7日夕方のブルームバーグ配信の記事によると、アサド政権の後ろ盾になってるロシアは、この空爆に対し、主権国家への侵略と非難し、シリア上空空域でのロシアと米国のホットラインによる、軍用機の偶発的衝突を避ける合意を停止すると発表。


アメリカの攻撃はどの程度の規模になるんだろう。
アサド政権を倒すことがゴールになるんだろうか。ロイター通信によると、一回きりの攻撃だというけど。
アサド政権を倒すことがゴールだとしたら、その後の展開はどうなるんだろう。
力の空白はイスラム過激派にうまいこと利用され混沌状態がさらに悪化するという。フセインイラクを攻撃した時、勝利宣言が出たのは早かったけど、今もイスラム国との戦いが続いてる。

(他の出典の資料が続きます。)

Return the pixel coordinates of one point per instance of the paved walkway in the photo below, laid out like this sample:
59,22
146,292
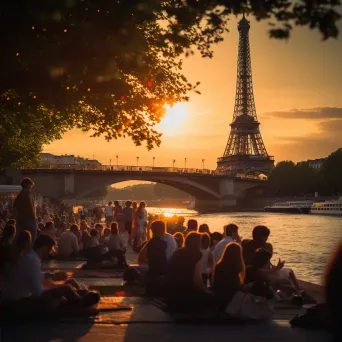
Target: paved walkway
146,322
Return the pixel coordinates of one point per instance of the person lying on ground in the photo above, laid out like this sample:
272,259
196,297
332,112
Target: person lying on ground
278,277
26,279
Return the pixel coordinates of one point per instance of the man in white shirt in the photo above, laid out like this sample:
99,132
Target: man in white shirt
231,235
109,211
171,245
68,242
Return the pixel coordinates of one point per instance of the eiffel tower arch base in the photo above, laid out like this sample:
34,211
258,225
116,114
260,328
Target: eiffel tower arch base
245,165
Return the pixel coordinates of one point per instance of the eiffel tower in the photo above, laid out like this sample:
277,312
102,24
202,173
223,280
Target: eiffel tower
245,152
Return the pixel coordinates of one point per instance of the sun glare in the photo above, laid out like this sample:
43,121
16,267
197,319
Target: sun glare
174,118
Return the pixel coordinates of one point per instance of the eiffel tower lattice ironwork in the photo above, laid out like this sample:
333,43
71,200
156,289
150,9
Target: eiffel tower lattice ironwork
245,151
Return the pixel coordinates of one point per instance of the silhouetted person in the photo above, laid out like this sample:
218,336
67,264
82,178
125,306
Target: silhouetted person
260,235
333,293
230,235
24,209
192,226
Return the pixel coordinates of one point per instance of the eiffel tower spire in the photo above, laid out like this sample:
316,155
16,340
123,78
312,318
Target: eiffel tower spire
245,151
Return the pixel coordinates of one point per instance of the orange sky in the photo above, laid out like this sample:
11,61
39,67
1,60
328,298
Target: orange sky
297,88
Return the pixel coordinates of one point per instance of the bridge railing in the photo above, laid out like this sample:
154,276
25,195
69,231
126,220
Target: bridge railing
127,168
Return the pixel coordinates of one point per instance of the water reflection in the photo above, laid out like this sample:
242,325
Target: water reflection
305,242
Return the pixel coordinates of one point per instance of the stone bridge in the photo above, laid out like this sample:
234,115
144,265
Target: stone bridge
210,190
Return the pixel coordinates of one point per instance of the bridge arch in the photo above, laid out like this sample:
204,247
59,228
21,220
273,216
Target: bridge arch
85,185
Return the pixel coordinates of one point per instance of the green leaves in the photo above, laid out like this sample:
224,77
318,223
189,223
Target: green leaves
110,66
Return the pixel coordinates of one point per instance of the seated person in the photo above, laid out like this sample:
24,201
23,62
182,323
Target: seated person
207,259
185,288
26,281
171,245
104,238
6,243
231,234
94,238
49,229
260,235
215,239
68,242
153,252
261,270
116,246
179,237
229,275
62,228
98,227
115,242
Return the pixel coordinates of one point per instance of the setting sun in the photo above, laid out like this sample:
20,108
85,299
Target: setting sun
174,118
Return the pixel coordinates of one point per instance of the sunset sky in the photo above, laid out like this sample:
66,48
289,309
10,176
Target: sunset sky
298,95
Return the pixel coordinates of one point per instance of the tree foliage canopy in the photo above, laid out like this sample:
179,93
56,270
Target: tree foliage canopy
110,66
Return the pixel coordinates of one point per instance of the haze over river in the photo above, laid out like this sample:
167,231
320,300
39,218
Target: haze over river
305,242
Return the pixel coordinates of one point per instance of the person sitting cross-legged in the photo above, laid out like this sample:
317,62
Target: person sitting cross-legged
26,280
260,236
230,235
68,242
116,246
185,289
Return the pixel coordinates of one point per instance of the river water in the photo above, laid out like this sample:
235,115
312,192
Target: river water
305,242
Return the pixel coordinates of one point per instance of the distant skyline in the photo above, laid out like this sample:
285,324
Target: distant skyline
297,89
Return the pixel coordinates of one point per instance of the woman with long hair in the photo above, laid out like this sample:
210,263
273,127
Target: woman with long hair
186,290
141,223
229,274
6,247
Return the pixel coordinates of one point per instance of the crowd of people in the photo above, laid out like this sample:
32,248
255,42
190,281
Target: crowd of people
196,268
192,268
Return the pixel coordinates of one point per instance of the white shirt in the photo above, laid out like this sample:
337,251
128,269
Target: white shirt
115,243
94,242
67,243
220,247
25,279
109,210
171,245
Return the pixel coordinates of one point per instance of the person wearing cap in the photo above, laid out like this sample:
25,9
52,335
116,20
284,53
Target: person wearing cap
26,279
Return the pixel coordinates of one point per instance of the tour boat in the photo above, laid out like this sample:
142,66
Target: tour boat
295,207
333,207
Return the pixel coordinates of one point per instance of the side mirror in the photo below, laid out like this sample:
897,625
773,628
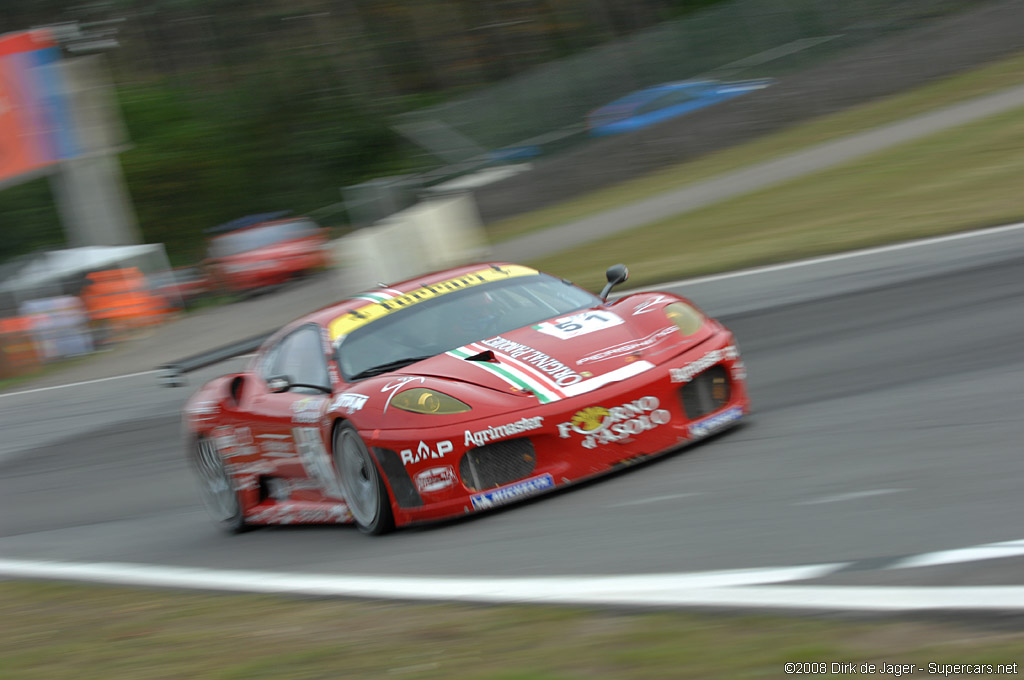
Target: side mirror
615,274
279,384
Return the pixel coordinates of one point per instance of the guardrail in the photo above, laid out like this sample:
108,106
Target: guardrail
173,375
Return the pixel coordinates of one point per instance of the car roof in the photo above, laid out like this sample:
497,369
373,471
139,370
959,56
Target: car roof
326,315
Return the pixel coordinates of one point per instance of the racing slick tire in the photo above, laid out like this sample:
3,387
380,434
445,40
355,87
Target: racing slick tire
215,486
365,491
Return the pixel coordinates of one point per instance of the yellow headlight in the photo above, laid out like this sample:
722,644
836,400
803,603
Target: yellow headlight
421,399
686,319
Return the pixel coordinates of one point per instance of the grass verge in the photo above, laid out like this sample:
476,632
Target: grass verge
94,632
958,179
987,80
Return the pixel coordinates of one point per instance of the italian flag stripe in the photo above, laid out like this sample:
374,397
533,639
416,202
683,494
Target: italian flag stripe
511,376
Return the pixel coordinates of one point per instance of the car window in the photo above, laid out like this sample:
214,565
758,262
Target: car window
300,357
458,319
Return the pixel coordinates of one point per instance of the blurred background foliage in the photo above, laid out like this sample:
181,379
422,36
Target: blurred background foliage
235,107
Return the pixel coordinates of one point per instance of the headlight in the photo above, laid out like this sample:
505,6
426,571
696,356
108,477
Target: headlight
421,399
686,319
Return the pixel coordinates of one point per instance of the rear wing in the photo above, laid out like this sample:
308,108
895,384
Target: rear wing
173,374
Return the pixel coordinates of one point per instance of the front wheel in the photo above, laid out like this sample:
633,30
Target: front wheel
365,491
215,486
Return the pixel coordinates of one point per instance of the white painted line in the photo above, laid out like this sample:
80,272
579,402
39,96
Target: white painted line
852,496
972,554
84,382
655,499
547,589
89,382
932,241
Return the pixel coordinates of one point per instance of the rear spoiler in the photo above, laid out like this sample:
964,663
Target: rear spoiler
173,375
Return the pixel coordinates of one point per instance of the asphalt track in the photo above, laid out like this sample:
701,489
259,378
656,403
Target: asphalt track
888,389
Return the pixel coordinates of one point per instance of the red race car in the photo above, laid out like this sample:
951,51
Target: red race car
456,392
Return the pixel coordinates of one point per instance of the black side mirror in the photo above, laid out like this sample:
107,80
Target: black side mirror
615,274
279,384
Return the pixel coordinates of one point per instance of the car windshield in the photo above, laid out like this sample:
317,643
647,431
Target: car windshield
455,320
244,241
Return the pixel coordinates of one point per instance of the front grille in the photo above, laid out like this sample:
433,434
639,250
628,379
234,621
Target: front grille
707,392
496,464
404,493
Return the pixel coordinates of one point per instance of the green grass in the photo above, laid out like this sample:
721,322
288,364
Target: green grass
55,631
995,77
958,179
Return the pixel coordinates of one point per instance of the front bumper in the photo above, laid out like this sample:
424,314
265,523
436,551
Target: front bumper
476,465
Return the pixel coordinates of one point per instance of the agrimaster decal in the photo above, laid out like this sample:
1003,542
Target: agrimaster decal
509,493
481,437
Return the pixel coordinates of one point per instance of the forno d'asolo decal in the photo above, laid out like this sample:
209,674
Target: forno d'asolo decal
481,437
599,425
561,374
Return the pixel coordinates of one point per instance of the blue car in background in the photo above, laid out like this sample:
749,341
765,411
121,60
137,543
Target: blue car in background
653,104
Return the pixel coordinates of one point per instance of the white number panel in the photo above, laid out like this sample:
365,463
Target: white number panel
582,324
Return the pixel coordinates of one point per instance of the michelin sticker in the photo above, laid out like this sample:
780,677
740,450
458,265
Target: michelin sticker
509,493
350,401
702,428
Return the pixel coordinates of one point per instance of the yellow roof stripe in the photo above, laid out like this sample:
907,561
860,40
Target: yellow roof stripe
358,317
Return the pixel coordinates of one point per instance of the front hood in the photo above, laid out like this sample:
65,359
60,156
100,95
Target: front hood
568,355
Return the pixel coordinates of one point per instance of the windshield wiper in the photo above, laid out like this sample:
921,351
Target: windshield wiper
390,366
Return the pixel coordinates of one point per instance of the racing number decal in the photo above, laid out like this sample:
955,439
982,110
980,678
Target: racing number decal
582,324
315,460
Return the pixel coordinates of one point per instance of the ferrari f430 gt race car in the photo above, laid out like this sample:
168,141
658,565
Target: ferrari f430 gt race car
456,392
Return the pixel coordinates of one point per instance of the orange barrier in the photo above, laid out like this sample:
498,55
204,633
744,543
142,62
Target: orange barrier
119,302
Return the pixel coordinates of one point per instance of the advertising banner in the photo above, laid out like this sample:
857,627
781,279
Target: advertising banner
36,124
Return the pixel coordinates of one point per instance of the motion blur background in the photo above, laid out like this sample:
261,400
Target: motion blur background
189,114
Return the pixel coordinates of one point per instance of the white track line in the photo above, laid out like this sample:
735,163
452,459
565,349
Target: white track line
84,382
852,496
729,589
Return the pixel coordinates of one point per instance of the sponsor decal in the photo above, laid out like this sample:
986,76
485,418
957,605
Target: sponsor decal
509,493
599,425
577,325
357,317
316,461
631,346
559,373
278,448
203,409
688,372
647,305
712,423
307,410
350,401
481,437
394,386
423,452
435,479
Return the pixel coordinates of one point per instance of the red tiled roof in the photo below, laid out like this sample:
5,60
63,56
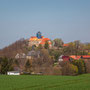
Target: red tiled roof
65,45
65,58
78,57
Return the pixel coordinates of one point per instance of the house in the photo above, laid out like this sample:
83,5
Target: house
39,39
13,73
64,58
33,54
20,56
78,57
65,45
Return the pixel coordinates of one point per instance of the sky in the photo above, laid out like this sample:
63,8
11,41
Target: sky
65,19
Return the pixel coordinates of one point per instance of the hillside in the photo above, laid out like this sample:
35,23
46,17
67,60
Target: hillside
28,82
10,51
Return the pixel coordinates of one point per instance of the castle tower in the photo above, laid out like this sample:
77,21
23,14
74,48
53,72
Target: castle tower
39,35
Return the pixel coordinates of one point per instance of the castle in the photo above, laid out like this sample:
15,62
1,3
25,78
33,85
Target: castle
39,39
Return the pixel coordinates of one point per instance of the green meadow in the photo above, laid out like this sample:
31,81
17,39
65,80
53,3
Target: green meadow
28,82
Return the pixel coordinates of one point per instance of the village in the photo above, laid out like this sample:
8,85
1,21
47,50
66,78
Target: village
43,56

今回の攻撃は、2013年のシリアの化学兵器使用時のオバマ政権の対応との違いを強調することにもなり、イランや北朝鮮など敵対する国への、トランプ大統領はやるときはやる、それも迅速にっていう態度を示すことにもなるという。北朝鮮へのメッセージとして、今回の迅速な攻撃は、日本に良い方向に働くんだろうか。北朝鮮が態度をより硬化してしまうということはないんだろうか。もう硬化しきってるのだから、今更硬化も何もない、ってことなのかもしれないけど。

石橋を叩いた挙句渡らないってのもどうなのかと思わないでもないけど、あまりに迅速な軍事攻撃の決断を見せられると、ただ単純に怖いと思う。